Ignore confidentiality, availability for now, discussed later.
Example: 100 GB data, can read/write anywhere, want to detect tampering anywhere
Physical security
- Disk in safe, keep in your pocket
- con: expensive, no remote access
- Better: leverage small, secure medium & use large, insecure storage server
Checksums/hashes
- Store hash of data on small device
- Standard checksum: good at detecting random errors, bad at engineered errors
Better: cryptographic hash
- Efficient to compute
- One-way (i.e., given x and H(x), no efficient way to find an x' such that H(x') = H(x) )
- One-way
- Vulnerable to random-guessing attack (and birthday attack)
- 160 bit hash means 1 in 2^160 chance for 2 inputs to have same output H(x).

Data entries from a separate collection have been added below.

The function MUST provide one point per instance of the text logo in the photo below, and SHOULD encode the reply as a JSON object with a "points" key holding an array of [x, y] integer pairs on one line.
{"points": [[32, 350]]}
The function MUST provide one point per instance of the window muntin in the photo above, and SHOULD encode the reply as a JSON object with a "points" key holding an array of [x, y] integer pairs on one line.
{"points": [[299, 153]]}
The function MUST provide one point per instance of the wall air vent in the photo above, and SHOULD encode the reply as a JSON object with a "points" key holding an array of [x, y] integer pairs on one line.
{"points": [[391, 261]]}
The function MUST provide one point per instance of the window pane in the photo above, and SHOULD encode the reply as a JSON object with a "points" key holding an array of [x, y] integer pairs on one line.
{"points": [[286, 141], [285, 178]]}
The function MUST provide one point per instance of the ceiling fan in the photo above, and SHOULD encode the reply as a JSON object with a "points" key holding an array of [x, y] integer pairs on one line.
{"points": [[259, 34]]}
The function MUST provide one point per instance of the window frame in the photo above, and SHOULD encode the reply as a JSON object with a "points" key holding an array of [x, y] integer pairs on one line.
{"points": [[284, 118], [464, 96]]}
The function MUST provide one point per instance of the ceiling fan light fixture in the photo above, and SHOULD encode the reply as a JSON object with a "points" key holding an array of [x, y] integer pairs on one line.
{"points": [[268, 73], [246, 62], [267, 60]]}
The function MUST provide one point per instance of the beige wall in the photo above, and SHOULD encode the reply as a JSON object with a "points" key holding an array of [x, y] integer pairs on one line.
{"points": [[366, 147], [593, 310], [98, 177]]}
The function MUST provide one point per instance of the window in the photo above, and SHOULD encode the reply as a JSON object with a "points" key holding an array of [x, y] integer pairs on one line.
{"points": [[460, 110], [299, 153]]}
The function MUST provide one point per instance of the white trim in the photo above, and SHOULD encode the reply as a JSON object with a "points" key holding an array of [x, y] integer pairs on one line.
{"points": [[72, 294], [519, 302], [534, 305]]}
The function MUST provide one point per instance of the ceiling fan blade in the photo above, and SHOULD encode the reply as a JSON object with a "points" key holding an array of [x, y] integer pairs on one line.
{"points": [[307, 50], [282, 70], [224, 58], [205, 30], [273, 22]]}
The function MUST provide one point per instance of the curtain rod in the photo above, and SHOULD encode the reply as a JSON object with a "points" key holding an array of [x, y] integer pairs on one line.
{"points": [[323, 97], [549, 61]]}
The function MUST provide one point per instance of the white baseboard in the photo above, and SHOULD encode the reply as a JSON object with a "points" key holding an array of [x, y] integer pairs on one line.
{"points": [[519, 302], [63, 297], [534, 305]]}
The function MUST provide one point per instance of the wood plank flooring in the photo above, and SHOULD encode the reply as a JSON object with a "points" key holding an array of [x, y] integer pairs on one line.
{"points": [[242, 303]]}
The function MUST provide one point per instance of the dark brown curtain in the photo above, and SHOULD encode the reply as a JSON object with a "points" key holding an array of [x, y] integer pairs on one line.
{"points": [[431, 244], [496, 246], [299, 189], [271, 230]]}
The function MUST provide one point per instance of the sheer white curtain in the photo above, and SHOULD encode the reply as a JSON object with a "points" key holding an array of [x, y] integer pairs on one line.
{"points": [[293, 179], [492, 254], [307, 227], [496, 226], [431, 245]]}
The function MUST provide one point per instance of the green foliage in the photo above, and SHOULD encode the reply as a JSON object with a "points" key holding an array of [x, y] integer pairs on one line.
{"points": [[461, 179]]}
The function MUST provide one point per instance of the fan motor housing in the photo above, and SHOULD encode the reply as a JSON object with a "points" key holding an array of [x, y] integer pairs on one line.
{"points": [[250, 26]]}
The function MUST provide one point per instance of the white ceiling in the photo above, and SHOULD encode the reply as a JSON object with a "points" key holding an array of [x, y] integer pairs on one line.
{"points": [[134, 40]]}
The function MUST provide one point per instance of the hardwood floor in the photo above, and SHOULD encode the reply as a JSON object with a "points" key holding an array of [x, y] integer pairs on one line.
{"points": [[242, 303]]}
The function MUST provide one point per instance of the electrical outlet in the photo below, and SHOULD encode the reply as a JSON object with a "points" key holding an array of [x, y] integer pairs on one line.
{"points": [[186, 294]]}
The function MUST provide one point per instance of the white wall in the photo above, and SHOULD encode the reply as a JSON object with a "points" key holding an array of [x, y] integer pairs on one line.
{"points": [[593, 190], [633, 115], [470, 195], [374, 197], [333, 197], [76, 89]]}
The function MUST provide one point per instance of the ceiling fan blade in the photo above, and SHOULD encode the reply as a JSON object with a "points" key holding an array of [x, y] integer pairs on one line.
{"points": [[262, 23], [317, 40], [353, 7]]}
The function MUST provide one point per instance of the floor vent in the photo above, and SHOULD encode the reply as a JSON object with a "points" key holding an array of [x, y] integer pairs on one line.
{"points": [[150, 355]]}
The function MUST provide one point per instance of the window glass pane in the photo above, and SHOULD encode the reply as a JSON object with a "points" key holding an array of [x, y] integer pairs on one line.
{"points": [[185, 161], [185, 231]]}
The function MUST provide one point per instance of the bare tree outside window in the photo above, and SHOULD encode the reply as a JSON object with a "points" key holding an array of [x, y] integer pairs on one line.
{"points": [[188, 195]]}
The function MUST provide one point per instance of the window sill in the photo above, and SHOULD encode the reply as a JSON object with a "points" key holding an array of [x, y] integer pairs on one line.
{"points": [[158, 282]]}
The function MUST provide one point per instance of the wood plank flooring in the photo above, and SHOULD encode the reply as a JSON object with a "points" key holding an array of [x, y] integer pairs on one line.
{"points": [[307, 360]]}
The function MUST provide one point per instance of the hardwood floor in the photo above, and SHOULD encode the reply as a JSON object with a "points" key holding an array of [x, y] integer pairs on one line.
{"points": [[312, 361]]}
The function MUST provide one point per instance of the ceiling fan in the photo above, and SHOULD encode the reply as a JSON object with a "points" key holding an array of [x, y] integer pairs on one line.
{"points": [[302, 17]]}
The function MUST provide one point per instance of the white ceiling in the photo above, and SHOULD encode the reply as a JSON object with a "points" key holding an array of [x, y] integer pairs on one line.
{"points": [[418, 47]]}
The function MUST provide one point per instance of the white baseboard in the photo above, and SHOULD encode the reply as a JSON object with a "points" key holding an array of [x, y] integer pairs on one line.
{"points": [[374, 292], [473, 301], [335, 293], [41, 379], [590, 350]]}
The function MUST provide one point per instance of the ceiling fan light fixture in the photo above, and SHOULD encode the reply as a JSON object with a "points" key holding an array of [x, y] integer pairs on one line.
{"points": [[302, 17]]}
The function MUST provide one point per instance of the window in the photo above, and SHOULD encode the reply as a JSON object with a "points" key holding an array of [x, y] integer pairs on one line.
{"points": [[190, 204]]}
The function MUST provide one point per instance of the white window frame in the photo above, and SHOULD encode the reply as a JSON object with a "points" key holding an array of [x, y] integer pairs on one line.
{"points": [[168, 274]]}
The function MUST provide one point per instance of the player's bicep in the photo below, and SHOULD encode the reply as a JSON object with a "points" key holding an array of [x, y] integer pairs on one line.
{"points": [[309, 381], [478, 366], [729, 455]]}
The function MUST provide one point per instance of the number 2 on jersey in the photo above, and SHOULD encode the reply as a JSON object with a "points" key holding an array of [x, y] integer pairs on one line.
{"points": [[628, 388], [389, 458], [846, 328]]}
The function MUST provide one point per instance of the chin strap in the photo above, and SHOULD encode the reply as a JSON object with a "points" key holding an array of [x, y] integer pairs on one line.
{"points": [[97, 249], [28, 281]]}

- After trying 2^159 inputs, have a 50-50 chance of success (finding two x's with same hash)
- Have MANY uses
Are hashes irreversible? We don't know. So far, have been difficult to crack.
SHA-1 Hash Function
- Run chunks of data through tricky "compression function" many times
- For any data size, returns 160 bit hash
Have a 20 byte hash (160 bits, output of SHA-1) over 1024 bytes of data (roughly, 50 times compression)
Then, repeat trick. Have a 20 byte hash for groups of hashes (another 50x compression). Eventually, get a 20 byte hash over ALL the hashes. Just secure this.
To update: recompute hash over 1k
- Fix this hash in table, recompute parent hash
- lgN number of fixups
Why 1k? If over a huge amount (100k) then tree very shallow. Takes a long time to recompute hash if simple change was made.
Why not less than 1k? If too low, tree very deep (not much compression). End up wasting a lot of space storing hashes.
Result:
- about 3% overhead to store hashes
- The hashes can be stored insecurely. Tampering will be detected.
- Don't get something for nothing (just transform one security problem into another).
- Instead of needing 2GB of secure storage, need 20 bytes
- Amplifies what security you have
- Works with high probability (can be defeated with guessing)
- Just make probability of guessing correctly very, very small
- Based on unproven mathematical conjectures